Solar energy is a great way to make your home more sustainable and reduce your electricity bills, but the cost of an entire solar power system can be overwhelming. If you’re handy with your tools, then you might be able to learn how to make a solar panel in order to cut down on some of the initial expenses.
The process is fairly straightforward, but it isn’t necessarily easy to put into practice. Unless you have previous experience with electrical work, it may take a few attempts before you are able to make your own solar panel and use the final product in an actual system. Nevertheless, this can be an amazing learning experience and science experiment, so let’s get started. (Keep in mind that you won’t be able to build a full solar power system with just a solar panel. You’ll need other components, like solar inverters and solar batteries, to make a complete system.
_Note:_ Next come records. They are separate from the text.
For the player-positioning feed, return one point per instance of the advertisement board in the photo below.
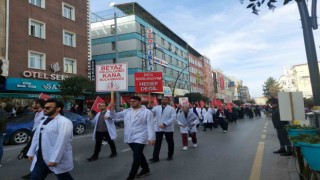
(112, 77)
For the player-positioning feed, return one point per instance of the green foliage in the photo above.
(271, 88)
(76, 86)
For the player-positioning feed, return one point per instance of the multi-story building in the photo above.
(207, 78)
(44, 42)
(126, 41)
(196, 71)
(297, 78)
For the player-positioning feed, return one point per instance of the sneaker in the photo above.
(286, 154)
(92, 158)
(169, 158)
(153, 160)
(113, 155)
(279, 151)
(143, 173)
(195, 145)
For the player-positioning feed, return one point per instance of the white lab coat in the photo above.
(138, 124)
(192, 119)
(55, 143)
(110, 126)
(167, 117)
(208, 115)
(39, 116)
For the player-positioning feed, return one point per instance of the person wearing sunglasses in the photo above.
(51, 149)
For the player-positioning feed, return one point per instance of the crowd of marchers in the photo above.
(49, 149)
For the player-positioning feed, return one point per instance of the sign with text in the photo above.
(148, 82)
(112, 77)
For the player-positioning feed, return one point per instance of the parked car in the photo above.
(19, 128)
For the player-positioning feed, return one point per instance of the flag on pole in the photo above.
(44, 96)
(96, 103)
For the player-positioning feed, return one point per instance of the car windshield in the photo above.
(22, 118)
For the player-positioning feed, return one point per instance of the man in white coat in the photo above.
(165, 116)
(188, 120)
(51, 149)
(103, 129)
(138, 131)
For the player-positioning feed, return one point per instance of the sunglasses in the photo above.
(47, 108)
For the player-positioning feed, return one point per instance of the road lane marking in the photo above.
(257, 164)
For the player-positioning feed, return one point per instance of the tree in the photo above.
(271, 88)
(256, 4)
(76, 86)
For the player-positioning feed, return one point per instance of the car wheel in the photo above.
(79, 129)
(19, 137)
How to Make a Solar Panel: 4 Steps
If this is your first time looking up how to build a solar panel, you might want to ask a more experienced friend or a seasoned electrician for help. If this is not a possibility, then carefully consider the following basic steps and plan your experiment accordingly. Throughout the process, do not forget that you are working with electricity, so take all necessary precautions before carrying out any instructions.
Step 1: Getting your equipment ready
To build a solar panel from scratch, you’ll need the following materials and equipment:
- Solar power cells (Click here to learn how to make a solar power cell)
- A backing board
- Tabbing wire
- A diode
- Soldering lead and a soldering gun
- A flux pen
- Glue and silicone
- A saw and protective glasses
- A multimeter that measures amperage and voltage
- Pencil and ruler
Perhaps the most important of the above are, of course, the solar PV (or photovoltaic) cells, which you can purchase from most online retailers, as well as some local hardware stores. You’ll find that there are a variety of solar cells to choose from when you learn how to make a solar panel. Good options are PV cells made in the US, China, and Japan, though not all manufacturers will offer the same guarantees for their products.
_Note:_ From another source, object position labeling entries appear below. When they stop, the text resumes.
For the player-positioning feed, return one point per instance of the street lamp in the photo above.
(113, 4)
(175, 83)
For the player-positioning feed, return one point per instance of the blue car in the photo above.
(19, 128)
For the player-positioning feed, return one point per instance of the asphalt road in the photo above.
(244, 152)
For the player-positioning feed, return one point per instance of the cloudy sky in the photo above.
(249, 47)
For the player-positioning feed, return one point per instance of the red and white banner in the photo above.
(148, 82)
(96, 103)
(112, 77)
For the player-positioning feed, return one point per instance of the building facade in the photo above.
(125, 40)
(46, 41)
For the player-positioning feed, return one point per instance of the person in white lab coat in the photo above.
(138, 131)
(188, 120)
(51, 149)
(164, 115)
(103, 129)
Although not the most efficient option, polycrystalline cells are the most effective in terms of cost-to-quality. As a rule of thumb, you should not pay more than $1.3 per Watt when you purchase your solar PV cells. Consider what type of system you intend to build with these solar panels (the system output, in particular) and buy a few extras in case any of them are damaged during transportation or you damage them yourself as you learn how to handle them properly.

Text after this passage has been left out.